As more security problems have been found, changes have been made to the
OS, like the move away from inetd. This also forces that only required
services are running, not a slew of services running "on demand" like
finger, ftp, tftp, etc through inetd.
-Derek
At 07:44 PM 5/12/2006, Eric Schuele wrote:
Derek Ragona wrote:
Yes it is still true today. The default system now has inetd running
nothing. And the ports now install rc scripts for these reasons.
Not arguing here... everything I've found on the web says something similar.
But why do we have inetd? I assume it solved a problem in the past, that
no longer exists. Not to mention its spotted security history.
For network daemons, when they are running in a listen mode there is no
real overhead on the system.
-Derek
At 03:41 PM 5/12/2006, [EMAIL PROTECTED] wrote:
At 04:25 PM 5/12/2006, you wrote:
inetd running is discouraged. Instead run the daemons on boot using rc
scripts. If you look back in the history, inetd running is a security
risk, and was discouraged in the 5.X releases.
Is that still really true?
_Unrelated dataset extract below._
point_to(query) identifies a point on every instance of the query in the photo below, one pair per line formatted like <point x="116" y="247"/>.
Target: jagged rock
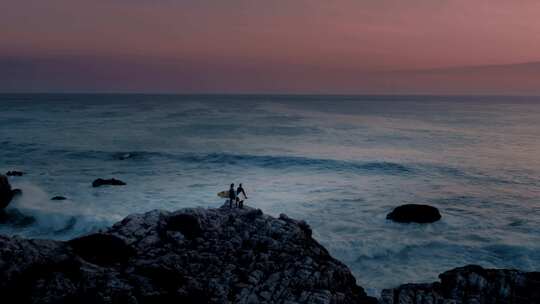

Waaayyy back when, inetd would have all
kinds of dangerous services enabled by default (allowing DOS stuff like
spewing "chargen" into "discard").
But that was a configuration issue, and issues with the services it
launched; not with inetd itself.
The authentication is still done within ftpd. You're just saving the
tiny overhead of running it all the time for occasional use. And inetd
does allow the tcpwrappers for anything it launches (obviously the
wrappers are compiled into many other things now, ftpd included.)